I find myself running a game where an ongoing famine is a feature of the setting. I started back at the point of "hear tell food's running short around these parts" for the players, but things are going to get worse before they get
better even worse still after that.
And I'm having a hard time picturing what that looks like in game mechanics. So far I'm just playing inside the price range for rations - we started on the low end and I'm raising those up as time goes on. But that's entirely ad hoc, and I'd like to give some thought to how to really model it.
I can see one approach is to go ahead and apply the market price adjustment out of the trade goods section to retail prices for rations and meals. So a percentage adjustment to the equipment list prices. I don't think that's out of bounds; I imagine it's just not normally worth tracking a 10% fluctuation in the price of swords, but makes more sense here. So go ahead and generate that percentage? Is there any difference between wholesale and retail I'm missing if I use the same numbers as for arbitrage?
And then I don't have a feel for what kind of modifiers to apply for a famine. I see that the 1d3-1d3 roll plus environmental adjustments gets you a number in +/- 1 to 4 range, and the market roll of 4d4 plus mods gives a theoretical range of about 10% to 200% of market price. (Presumably the outliers are rare.) So far so good... But what's the demand modifier for food in a famine? Or what's the normal range for demand modifiers, and is there any outer bound intended?
Or from the other end, how high did prices go in historical famines compared to normal? I can just work back from the desired result if I know what it is. Some cursory googling gets me some instances of food price increases in the 100% to 200% range in modern Africa, but I'm not sure that's typical of pre-modern economies. I can picture it going higher still, but I don't know.
And separately, they've already tried selling boar meat; this hit as we were wrapping up a session, and I just assigned a price ad hoc rather than stopping to look up arbitrage. But given what I've already told them, and that food prices are going higher still after this, I can reasonably expect they may want to convert between loads of trade goods and butchered animals and days of rations. If they want to convert an ox into rations, or poach elephants to turn into meat comma preserved and sell in town, or buy a trade load of grain and a trade load of preserved meat at the port city and throw it into a wagon as party rations, what's the conversion rate there?
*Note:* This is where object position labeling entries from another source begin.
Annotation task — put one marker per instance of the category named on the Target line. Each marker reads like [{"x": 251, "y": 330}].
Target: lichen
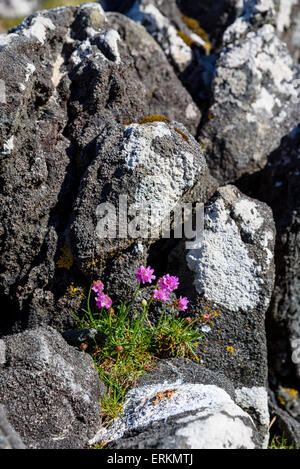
[
  {"x": 184, "y": 136},
  {"x": 154, "y": 118},
  {"x": 194, "y": 26}
]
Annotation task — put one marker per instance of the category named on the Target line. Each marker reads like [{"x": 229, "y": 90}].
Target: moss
[
  {"x": 189, "y": 42},
  {"x": 194, "y": 26},
  {"x": 184, "y": 136},
  {"x": 154, "y": 118}
]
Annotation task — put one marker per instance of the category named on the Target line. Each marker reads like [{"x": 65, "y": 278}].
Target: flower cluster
[
  {"x": 165, "y": 286},
  {"x": 102, "y": 300}
]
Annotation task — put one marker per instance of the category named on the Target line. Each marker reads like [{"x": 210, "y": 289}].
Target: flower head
[
  {"x": 103, "y": 301},
  {"x": 144, "y": 275},
  {"x": 168, "y": 282},
  {"x": 161, "y": 295},
  {"x": 181, "y": 304},
  {"x": 98, "y": 286}
]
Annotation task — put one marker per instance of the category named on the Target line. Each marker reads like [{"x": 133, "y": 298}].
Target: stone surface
[
  {"x": 93, "y": 71},
  {"x": 50, "y": 390},
  {"x": 278, "y": 185},
  {"x": 9, "y": 439},
  {"x": 187, "y": 412},
  {"x": 254, "y": 101}
]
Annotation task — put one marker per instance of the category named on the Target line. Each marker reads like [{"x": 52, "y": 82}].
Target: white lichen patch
[
  {"x": 224, "y": 270},
  {"x": 168, "y": 177},
  {"x": 142, "y": 408},
  {"x": 38, "y": 28},
  {"x": 217, "y": 431},
  {"x": 164, "y": 32}
]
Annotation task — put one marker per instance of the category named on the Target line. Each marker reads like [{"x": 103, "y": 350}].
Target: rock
[
  {"x": 189, "y": 412},
  {"x": 152, "y": 165},
  {"x": 253, "y": 103},
  {"x": 90, "y": 337},
  {"x": 92, "y": 71},
  {"x": 9, "y": 439},
  {"x": 278, "y": 185},
  {"x": 288, "y": 25},
  {"x": 50, "y": 390},
  {"x": 18, "y": 8}
]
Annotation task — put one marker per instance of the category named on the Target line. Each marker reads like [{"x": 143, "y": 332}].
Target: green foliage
[{"x": 133, "y": 345}]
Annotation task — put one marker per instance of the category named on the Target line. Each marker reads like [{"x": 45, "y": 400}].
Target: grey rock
[
  {"x": 89, "y": 337},
  {"x": 92, "y": 71},
  {"x": 151, "y": 165},
  {"x": 18, "y": 8},
  {"x": 288, "y": 25},
  {"x": 50, "y": 391},
  {"x": 278, "y": 186},
  {"x": 9, "y": 439},
  {"x": 182, "y": 409},
  {"x": 253, "y": 102}
]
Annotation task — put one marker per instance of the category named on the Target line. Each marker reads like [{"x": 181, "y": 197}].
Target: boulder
[
  {"x": 9, "y": 439},
  {"x": 92, "y": 71},
  {"x": 50, "y": 390},
  {"x": 181, "y": 406}
]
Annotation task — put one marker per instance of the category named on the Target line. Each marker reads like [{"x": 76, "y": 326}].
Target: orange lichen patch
[
  {"x": 66, "y": 259},
  {"x": 185, "y": 137},
  {"x": 194, "y": 26},
  {"x": 291, "y": 393},
  {"x": 161, "y": 396},
  {"x": 188, "y": 41},
  {"x": 149, "y": 119}
]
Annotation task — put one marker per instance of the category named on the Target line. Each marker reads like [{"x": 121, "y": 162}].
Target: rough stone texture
[
  {"x": 150, "y": 164},
  {"x": 9, "y": 439},
  {"x": 278, "y": 185},
  {"x": 18, "y": 8},
  {"x": 163, "y": 412},
  {"x": 285, "y": 422},
  {"x": 288, "y": 25},
  {"x": 254, "y": 101},
  {"x": 91, "y": 71},
  {"x": 50, "y": 390}
]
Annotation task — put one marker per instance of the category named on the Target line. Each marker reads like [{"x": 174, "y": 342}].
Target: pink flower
[
  {"x": 161, "y": 295},
  {"x": 144, "y": 275},
  {"x": 98, "y": 286},
  {"x": 103, "y": 301},
  {"x": 181, "y": 303},
  {"x": 168, "y": 282}
]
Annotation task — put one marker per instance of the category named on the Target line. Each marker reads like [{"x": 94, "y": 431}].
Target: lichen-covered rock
[
  {"x": 152, "y": 166},
  {"x": 288, "y": 25},
  {"x": 254, "y": 101},
  {"x": 278, "y": 185},
  {"x": 9, "y": 439},
  {"x": 50, "y": 390},
  {"x": 18, "y": 8},
  {"x": 181, "y": 406},
  {"x": 229, "y": 276},
  {"x": 91, "y": 70}
]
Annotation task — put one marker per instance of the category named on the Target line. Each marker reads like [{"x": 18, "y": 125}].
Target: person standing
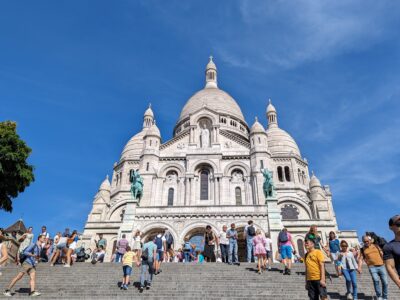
[
  {"x": 391, "y": 251},
  {"x": 149, "y": 252},
  {"x": 259, "y": 243},
  {"x": 268, "y": 249},
  {"x": 334, "y": 249},
  {"x": 122, "y": 245},
  {"x": 249, "y": 233},
  {"x": 28, "y": 264},
  {"x": 315, "y": 271},
  {"x": 348, "y": 267},
  {"x": 136, "y": 244},
  {"x": 209, "y": 244},
  {"x": 224, "y": 244},
  {"x": 160, "y": 242},
  {"x": 232, "y": 235},
  {"x": 129, "y": 258},
  {"x": 286, "y": 248},
  {"x": 373, "y": 257}
]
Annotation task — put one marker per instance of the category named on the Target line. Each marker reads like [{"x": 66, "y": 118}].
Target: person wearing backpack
[
  {"x": 161, "y": 244},
  {"x": 28, "y": 264},
  {"x": 391, "y": 251},
  {"x": 373, "y": 257},
  {"x": 250, "y": 233},
  {"x": 286, "y": 248},
  {"x": 149, "y": 253}
]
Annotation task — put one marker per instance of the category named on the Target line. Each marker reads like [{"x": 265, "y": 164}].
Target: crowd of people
[{"x": 381, "y": 258}]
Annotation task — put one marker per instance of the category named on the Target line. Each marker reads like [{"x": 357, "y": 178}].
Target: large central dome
[
  {"x": 215, "y": 99},
  {"x": 212, "y": 97}
]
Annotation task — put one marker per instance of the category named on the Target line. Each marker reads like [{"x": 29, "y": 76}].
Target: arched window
[
  {"x": 300, "y": 247},
  {"x": 204, "y": 185},
  {"x": 238, "y": 196},
  {"x": 280, "y": 174},
  {"x": 170, "y": 197},
  {"x": 287, "y": 173}
]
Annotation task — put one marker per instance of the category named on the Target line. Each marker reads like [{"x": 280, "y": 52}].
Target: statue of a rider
[
  {"x": 268, "y": 186},
  {"x": 136, "y": 185}
]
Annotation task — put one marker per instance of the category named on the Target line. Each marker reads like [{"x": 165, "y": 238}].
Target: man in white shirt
[
  {"x": 224, "y": 244},
  {"x": 268, "y": 248}
]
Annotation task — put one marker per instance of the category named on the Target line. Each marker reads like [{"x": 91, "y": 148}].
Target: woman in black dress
[{"x": 209, "y": 245}]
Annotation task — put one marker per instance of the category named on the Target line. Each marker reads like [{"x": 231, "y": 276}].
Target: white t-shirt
[
  {"x": 268, "y": 244},
  {"x": 223, "y": 239}
]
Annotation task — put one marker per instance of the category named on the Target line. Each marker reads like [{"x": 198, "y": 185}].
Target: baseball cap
[{"x": 393, "y": 220}]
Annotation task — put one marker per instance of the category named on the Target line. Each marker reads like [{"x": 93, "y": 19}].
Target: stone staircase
[{"x": 180, "y": 281}]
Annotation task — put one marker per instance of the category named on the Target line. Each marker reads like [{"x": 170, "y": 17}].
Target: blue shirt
[
  {"x": 31, "y": 249},
  {"x": 232, "y": 233},
  {"x": 151, "y": 246},
  {"x": 334, "y": 246}
]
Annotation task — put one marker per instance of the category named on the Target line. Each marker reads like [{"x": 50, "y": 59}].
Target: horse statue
[
  {"x": 268, "y": 186},
  {"x": 136, "y": 185}
]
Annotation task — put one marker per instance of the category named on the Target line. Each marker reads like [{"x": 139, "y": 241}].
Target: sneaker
[{"x": 34, "y": 294}]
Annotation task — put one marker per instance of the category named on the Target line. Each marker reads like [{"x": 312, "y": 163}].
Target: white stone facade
[{"x": 209, "y": 173}]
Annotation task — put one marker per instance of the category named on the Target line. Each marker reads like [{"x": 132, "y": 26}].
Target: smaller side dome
[
  {"x": 105, "y": 185},
  {"x": 314, "y": 181},
  {"x": 153, "y": 131},
  {"x": 257, "y": 127}
]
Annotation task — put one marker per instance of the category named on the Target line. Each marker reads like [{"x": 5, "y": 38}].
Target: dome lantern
[
  {"x": 272, "y": 116},
  {"x": 148, "y": 117},
  {"x": 211, "y": 74}
]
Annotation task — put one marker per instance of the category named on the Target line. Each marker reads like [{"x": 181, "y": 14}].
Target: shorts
[
  {"x": 27, "y": 268},
  {"x": 72, "y": 246},
  {"x": 286, "y": 251},
  {"x": 127, "y": 270},
  {"x": 315, "y": 290},
  {"x": 160, "y": 255},
  {"x": 61, "y": 246}
]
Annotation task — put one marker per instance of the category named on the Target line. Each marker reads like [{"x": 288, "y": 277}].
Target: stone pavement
[{"x": 180, "y": 281}]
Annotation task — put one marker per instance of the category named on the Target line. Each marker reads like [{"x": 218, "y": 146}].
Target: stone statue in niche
[{"x": 205, "y": 137}]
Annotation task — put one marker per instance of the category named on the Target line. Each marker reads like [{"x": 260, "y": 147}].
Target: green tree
[{"x": 15, "y": 173}]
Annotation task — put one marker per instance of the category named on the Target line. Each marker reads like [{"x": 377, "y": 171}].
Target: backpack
[
  {"x": 145, "y": 254},
  {"x": 158, "y": 242},
  {"x": 283, "y": 237},
  {"x": 23, "y": 257},
  {"x": 251, "y": 231},
  {"x": 169, "y": 239},
  {"x": 187, "y": 246},
  {"x": 378, "y": 240}
]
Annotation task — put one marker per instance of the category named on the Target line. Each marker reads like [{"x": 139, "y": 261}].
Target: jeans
[
  {"x": 187, "y": 256},
  {"x": 250, "y": 247},
  {"x": 118, "y": 257},
  {"x": 224, "y": 252},
  {"x": 232, "y": 257},
  {"x": 377, "y": 273},
  {"x": 146, "y": 272},
  {"x": 351, "y": 280}
]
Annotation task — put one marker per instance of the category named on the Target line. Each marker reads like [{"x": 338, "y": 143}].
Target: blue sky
[{"x": 78, "y": 75}]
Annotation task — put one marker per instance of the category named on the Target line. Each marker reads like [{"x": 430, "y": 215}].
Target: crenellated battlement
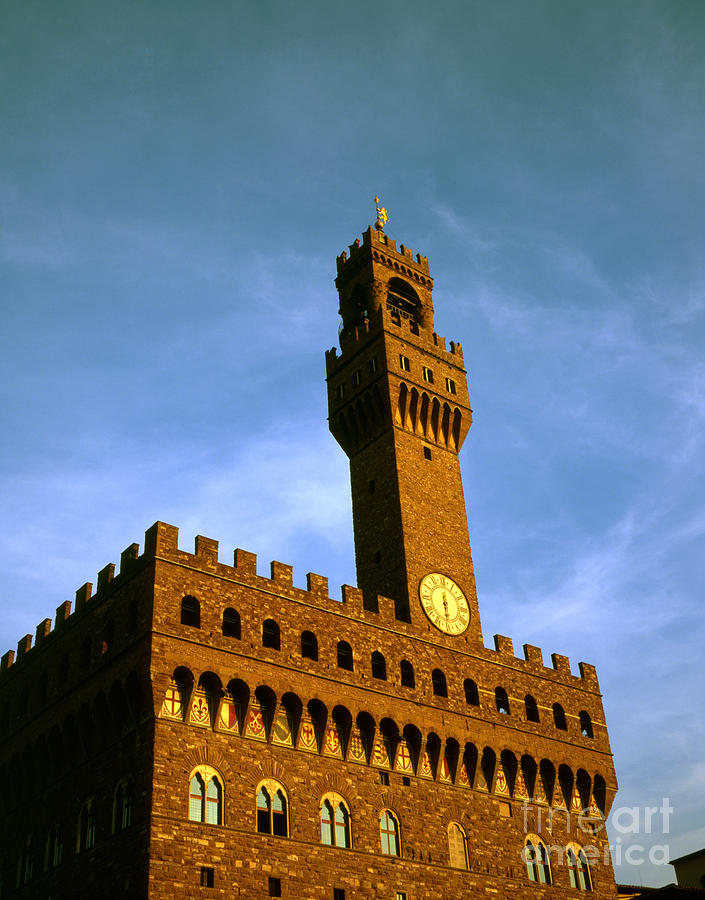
[
  {"x": 162, "y": 543},
  {"x": 354, "y": 338},
  {"x": 384, "y": 250}
]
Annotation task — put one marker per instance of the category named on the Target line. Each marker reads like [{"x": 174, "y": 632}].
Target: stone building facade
[{"x": 196, "y": 729}]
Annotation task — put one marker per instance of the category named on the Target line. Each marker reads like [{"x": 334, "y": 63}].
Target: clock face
[{"x": 444, "y": 603}]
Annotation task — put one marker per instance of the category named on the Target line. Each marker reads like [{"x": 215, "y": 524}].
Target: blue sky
[{"x": 176, "y": 181}]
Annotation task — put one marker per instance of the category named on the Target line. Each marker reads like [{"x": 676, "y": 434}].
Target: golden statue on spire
[{"x": 381, "y": 216}]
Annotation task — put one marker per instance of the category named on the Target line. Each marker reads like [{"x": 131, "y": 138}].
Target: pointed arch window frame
[
  {"x": 336, "y": 821},
  {"x": 206, "y": 796}
]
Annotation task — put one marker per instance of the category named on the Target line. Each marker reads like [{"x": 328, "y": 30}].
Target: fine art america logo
[{"x": 624, "y": 820}]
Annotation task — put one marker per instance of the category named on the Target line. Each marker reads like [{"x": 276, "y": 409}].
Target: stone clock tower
[{"x": 399, "y": 407}]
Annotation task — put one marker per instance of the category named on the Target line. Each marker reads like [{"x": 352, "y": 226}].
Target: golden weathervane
[{"x": 381, "y": 215}]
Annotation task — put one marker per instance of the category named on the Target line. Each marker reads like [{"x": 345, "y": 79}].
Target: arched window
[
  {"x": 502, "y": 701},
  {"x": 440, "y": 687},
  {"x": 532, "y": 709},
  {"x": 472, "y": 695},
  {"x": 272, "y": 809},
  {"x": 578, "y": 869},
  {"x": 231, "y": 623},
  {"x": 122, "y": 806},
  {"x": 407, "y": 673},
  {"x": 191, "y": 612},
  {"x": 206, "y": 796},
  {"x": 586, "y": 724},
  {"x": 402, "y": 299},
  {"x": 335, "y": 821},
  {"x": 108, "y": 637},
  {"x": 379, "y": 666},
  {"x": 389, "y": 834},
  {"x": 26, "y": 870},
  {"x": 214, "y": 802},
  {"x": 457, "y": 846},
  {"x": 345, "y": 660},
  {"x": 270, "y": 634},
  {"x": 309, "y": 645},
  {"x": 536, "y": 859},
  {"x": 86, "y": 827},
  {"x": 559, "y": 717},
  {"x": 55, "y": 847}
]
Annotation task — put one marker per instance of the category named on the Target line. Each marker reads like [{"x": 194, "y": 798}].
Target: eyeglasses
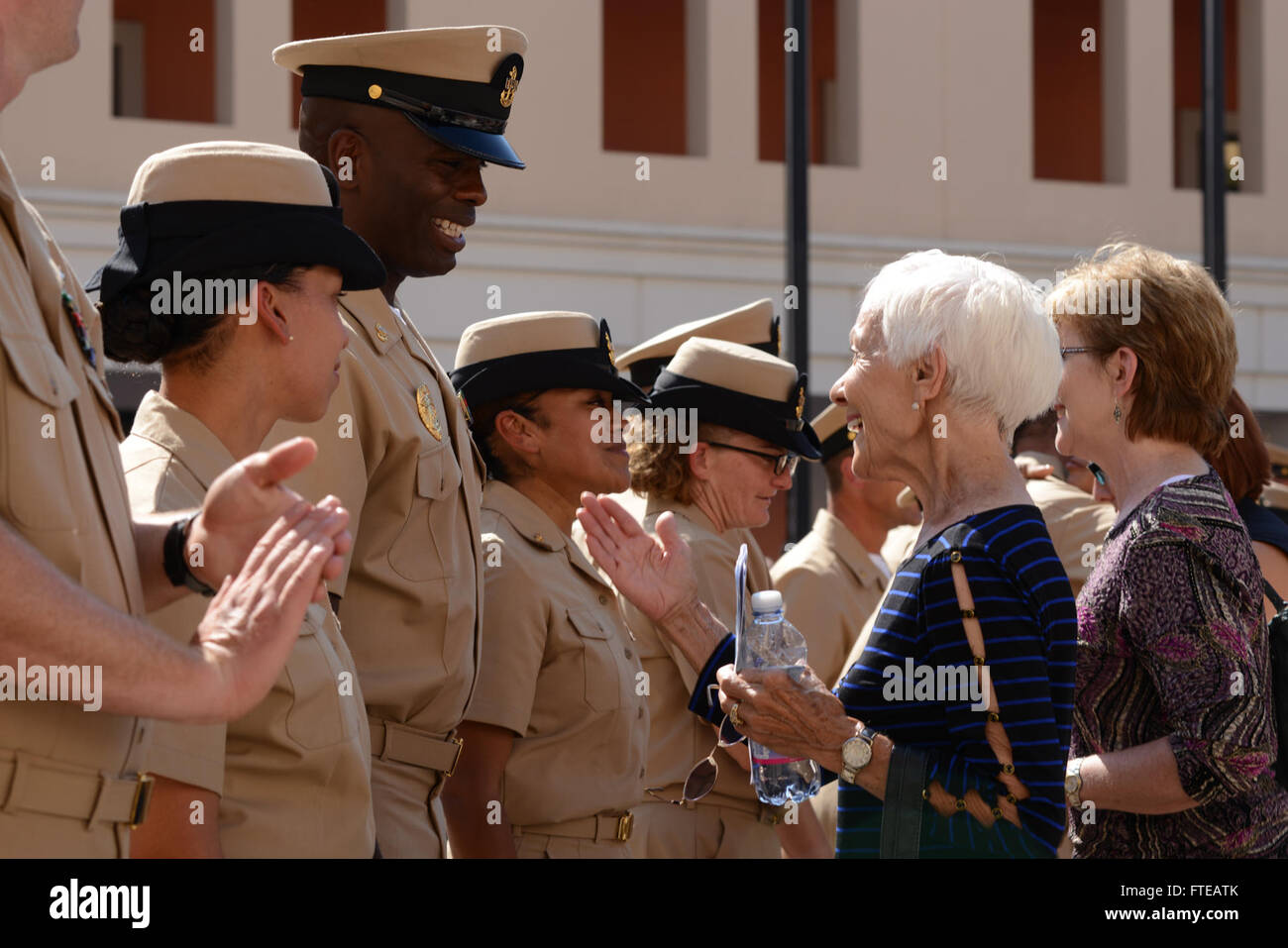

I see from googling that the weights for cows and pigs under livestock look very much like the dressed weight after butchering rather than the live weight of modern animals. That's handy. If I decline to drill down into the weight of barrels and moisture loss from drying, I can assume that 1.5 cows or 6-7 pigs yield 10 barrels/one load of meat. But there's no particular weight specified for rations or for meals, so here I have to start speculating.
I can guess that maybe 1 pound of meat equals either a meal or a day's rations, but I can't tell which. Not that I have personally ever sat down to a meal of one pound of hamburger, but split three ways and filled out with grains and vegetables I can imagine using that as a round number for one meal. Or for a day's rations? So this may belong in Ask the Autarchs, but I'll leave it here with the rest of the post.